Soenarjo mendefinikan “ibadah adalah kepatuhan dan ketundukan yang ditimbulkan
oleh perasaaan tentang kebesaran Allah Swt, sebagai tuhan yang disembah karena
keyakinan bahwa Allah mempunyai kekuasaan yang mutlak terhadapnya”.[1] Ibadah adalah
pola dan tataracara hubungan manusia dengan Allah Swt semata, yang dalam bahasa
agama dikenal dengan sebutan ibadah mahdah atau ibadah murni. Ibadah bentuk ini
mengambil bentuk vertikal (tegak lurus dari bawah ke atas).
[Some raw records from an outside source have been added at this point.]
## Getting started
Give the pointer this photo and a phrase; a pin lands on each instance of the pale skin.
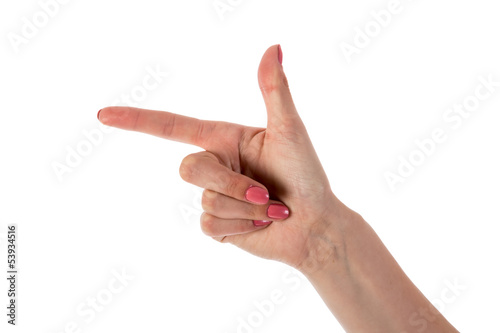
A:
(333, 246)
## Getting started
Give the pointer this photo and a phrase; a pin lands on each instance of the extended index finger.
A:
(163, 124)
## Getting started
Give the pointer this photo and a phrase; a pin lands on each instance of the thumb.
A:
(282, 116)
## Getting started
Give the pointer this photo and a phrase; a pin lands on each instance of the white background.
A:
(125, 207)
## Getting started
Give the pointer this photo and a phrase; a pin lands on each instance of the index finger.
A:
(163, 124)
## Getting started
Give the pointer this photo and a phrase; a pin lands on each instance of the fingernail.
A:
(277, 211)
(280, 55)
(260, 223)
(257, 195)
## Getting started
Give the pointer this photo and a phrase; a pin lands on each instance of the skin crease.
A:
(332, 245)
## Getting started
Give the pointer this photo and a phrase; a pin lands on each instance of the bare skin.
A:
(332, 245)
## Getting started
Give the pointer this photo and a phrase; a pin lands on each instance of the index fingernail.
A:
(257, 195)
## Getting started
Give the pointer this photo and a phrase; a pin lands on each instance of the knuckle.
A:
(188, 167)
(208, 200)
(207, 224)
(231, 186)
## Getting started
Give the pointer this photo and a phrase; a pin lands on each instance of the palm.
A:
(279, 163)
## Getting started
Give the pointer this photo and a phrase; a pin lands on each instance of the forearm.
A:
(362, 283)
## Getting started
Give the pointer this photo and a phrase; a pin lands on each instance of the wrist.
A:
(327, 241)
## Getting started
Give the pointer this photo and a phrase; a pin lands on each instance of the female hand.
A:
(242, 167)
(334, 247)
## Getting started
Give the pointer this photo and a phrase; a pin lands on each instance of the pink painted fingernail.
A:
(257, 195)
(260, 223)
(280, 55)
(277, 211)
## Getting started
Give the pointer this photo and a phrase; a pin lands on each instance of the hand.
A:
(242, 167)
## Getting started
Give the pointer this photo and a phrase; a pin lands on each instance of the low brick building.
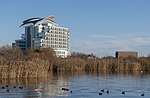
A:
(126, 54)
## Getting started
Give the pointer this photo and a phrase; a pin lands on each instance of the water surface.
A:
(82, 85)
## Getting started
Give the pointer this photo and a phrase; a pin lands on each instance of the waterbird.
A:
(20, 87)
(6, 85)
(107, 91)
(102, 90)
(7, 90)
(65, 89)
(14, 86)
(3, 87)
(142, 94)
(100, 93)
(123, 92)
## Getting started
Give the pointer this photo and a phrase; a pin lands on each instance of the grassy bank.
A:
(30, 64)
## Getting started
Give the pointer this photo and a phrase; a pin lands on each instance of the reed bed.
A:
(16, 64)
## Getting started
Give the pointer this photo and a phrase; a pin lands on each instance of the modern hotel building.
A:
(44, 33)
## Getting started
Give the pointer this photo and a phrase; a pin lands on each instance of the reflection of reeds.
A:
(16, 64)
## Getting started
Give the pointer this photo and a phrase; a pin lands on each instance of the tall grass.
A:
(30, 64)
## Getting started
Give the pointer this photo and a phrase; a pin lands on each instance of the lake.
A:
(79, 85)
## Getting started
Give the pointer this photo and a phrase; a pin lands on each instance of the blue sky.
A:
(100, 27)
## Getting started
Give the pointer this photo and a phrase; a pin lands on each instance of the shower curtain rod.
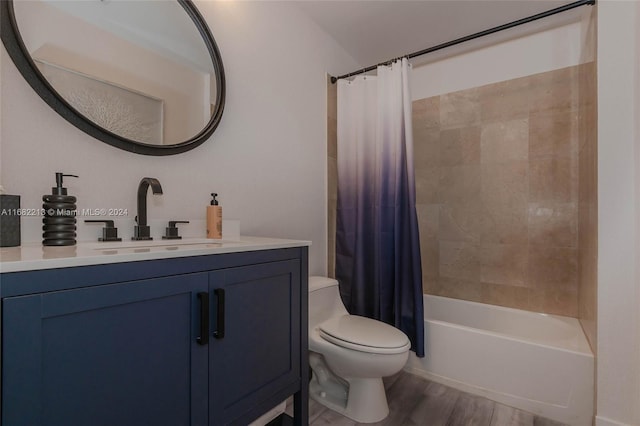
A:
(474, 36)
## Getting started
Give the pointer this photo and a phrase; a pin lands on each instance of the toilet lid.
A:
(364, 334)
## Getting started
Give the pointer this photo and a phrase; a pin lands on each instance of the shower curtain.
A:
(377, 242)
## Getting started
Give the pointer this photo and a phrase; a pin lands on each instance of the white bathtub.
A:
(535, 362)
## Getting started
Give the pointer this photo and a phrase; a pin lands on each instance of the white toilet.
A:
(350, 354)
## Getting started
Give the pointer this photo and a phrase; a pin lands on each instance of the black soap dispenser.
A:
(59, 221)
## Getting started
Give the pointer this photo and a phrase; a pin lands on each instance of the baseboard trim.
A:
(603, 421)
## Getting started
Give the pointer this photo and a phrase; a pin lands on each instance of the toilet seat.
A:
(364, 335)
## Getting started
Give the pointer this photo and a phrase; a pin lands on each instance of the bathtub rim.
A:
(586, 350)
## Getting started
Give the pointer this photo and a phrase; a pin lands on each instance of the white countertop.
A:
(35, 256)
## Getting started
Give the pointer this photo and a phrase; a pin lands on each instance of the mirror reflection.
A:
(138, 69)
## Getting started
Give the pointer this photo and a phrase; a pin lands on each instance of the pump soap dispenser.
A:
(214, 219)
(59, 221)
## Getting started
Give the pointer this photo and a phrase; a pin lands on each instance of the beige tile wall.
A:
(497, 172)
(588, 202)
(506, 192)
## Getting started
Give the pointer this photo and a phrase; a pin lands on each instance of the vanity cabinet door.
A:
(119, 354)
(255, 354)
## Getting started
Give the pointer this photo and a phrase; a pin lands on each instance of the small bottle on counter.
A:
(214, 219)
(59, 221)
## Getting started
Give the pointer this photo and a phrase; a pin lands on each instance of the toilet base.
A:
(362, 400)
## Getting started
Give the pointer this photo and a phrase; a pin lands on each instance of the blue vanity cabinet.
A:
(260, 334)
(127, 343)
(121, 354)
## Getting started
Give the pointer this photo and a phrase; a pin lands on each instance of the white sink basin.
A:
(166, 244)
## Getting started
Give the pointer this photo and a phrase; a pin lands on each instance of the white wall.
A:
(513, 56)
(267, 159)
(618, 212)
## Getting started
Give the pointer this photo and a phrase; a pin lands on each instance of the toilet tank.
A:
(324, 300)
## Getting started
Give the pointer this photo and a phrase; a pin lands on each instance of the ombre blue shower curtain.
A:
(377, 241)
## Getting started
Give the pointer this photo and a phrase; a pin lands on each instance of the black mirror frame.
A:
(18, 52)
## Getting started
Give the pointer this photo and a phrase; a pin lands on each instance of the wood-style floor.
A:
(415, 401)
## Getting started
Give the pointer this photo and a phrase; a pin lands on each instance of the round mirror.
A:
(144, 76)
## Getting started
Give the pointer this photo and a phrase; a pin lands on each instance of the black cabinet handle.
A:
(219, 333)
(203, 297)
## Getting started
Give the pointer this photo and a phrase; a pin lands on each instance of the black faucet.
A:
(142, 231)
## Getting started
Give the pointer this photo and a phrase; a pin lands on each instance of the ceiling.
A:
(374, 31)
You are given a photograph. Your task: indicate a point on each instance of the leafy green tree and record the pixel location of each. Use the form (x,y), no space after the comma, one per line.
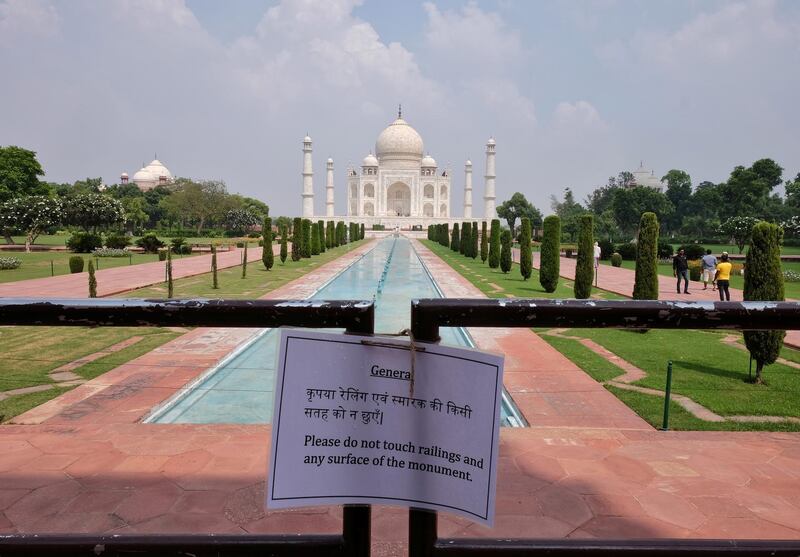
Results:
(505,251)
(484,243)
(31,215)
(92,281)
(305,244)
(297,239)
(516,208)
(494,244)
(19,173)
(525,253)
(92,211)
(284,242)
(584,267)
(645,286)
(550,253)
(739,228)
(455,243)
(267,257)
(763,281)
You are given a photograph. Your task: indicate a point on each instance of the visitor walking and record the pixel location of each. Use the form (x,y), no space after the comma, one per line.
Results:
(680,269)
(723,277)
(709,270)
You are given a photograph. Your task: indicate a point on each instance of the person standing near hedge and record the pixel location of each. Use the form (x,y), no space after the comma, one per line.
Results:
(680,269)
(709,270)
(723,277)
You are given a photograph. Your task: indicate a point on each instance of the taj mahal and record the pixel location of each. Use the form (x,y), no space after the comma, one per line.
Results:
(399,185)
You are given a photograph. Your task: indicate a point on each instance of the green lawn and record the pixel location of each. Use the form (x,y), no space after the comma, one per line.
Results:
(496,284)
(704,369)
(792,289)
(38,264)
(258,282)
(30,353)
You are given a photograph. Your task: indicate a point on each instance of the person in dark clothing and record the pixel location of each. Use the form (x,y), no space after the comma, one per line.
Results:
(680,269)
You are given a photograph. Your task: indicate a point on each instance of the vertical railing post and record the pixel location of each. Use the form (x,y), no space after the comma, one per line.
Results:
(357,519)
(665,423)
(422,524)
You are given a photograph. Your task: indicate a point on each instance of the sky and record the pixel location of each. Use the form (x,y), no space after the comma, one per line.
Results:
(572,91)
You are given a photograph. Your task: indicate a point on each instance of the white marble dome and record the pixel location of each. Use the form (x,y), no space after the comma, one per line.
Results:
(399,141)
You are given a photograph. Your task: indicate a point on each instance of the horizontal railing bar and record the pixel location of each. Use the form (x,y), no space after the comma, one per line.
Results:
(353,315)
(200,545)
(429,314)
(610,548)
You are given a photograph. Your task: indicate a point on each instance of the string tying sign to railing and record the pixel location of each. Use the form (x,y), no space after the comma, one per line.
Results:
(348,429)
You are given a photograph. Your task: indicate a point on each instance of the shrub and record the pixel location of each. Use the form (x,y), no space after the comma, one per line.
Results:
(525,255)
(267,257)
(494,244)
(505,251)
(117,241)
(550,263)
(76,264)
(606,249)
(484,243)
(176,245)
(84,242)
(693,251)
(665,250)
(645,286)
(584,267)
(150,243)
(627,251)
(111,252)
(764,282)
(92,281)
(7,263)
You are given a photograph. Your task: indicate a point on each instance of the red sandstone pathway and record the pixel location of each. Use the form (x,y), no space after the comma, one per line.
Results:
(92,467)
(122,279)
Menurut Amin Abdullah ibadah mahdah
dapat didefinisikan, “mahdah merupakan aspek normativitas (wahyu), yang lebih
menekankan aspek legalitas formalitas ekternal”.[2] Dalam ibadah
mahdah berlaku autentitas artinya tidak boleh ditambah atau dikurangi, karena
ketentuaannya telah diatur oleh Allah sediri dan dijelaskan secara rinci oleh
Rasul-Nya. Misalnya seperti ketentuan shalat dhuhur yaitu diwajibkan setiap
orang mukmin mengerjakan empat rakaat, tidak boleh diubah menjadi tiga rakaat
atau dua rakaat, kecuali ada ketentuan lain misalnya qasar, maka shalat dhuhur
yang tadinya empat biasa menjadi dua rakaat. Shalat subuh dua rakaat tidak
boleh diubah menjadi tidak rakaat atau empat rakaat, karena sifatnya tertutup
dalam ibadah mahdah berlaku umum yakni semua perbuatan ibadah dilarang
melakukan kecuali perbuatan yang dengan tegas diperintahkan oleh Allah dan Rasul-Nya.
Kalau dihubungkan dengan lima kaidah (al-ahkam
al-khamsah) kaidah asal ibadah adalah haram atau larangan, artinya segala
sesuatu atau yang berada dalam ruang lingkup ibadah khususnya ibadah kepada
Allah Swt sebagaimana dicontohkan Rasulnya. Dengan demikian “tidak mungkin ada
pembaharuan (tajdid, modernisasi) dalam ibadah yakni proses pembaharuan
dan perombakan mengenai susunan, cara dan tatacara ibadah, yang mungkin ada
halnya penggunaaan alat-alat modern dalam pelaksanaannya”.[3] Campur tangan
akal pikiran manusia sama sekali tidak dibenarkan, lain halnya dengan
mu'amalah, kaidah asalnya adalah ibahah atau mubah, jaiz, pembolehan, sepanjang
yang dilakukan tidak bertentangan dengan prinsip-prinsip dasar Islam. “Jadi prinsip ibadah mahdah sudah ditegaskan
dan tercakup secara terinci dengan pedoman yang jelas dan tegas dalam Alquran
serta aplikasi praktisnya disebutkan dalam sunnah Rasullullah”.[4]
[1]Soenarjo, dkk, Al-Qur'an dalam Kehidupan Manusia, (Semarang: Toha
Putra, 1989), hal. 6.
[2]M. Amin Abdullah, Filsafat Kalam di Era Postmodernisme, (Yogyakarta:
Pustaka Pelajar, 1995), hal. 21.
[3]Soenarjo, dkk, Al-Qur'an dalam … hal. 11.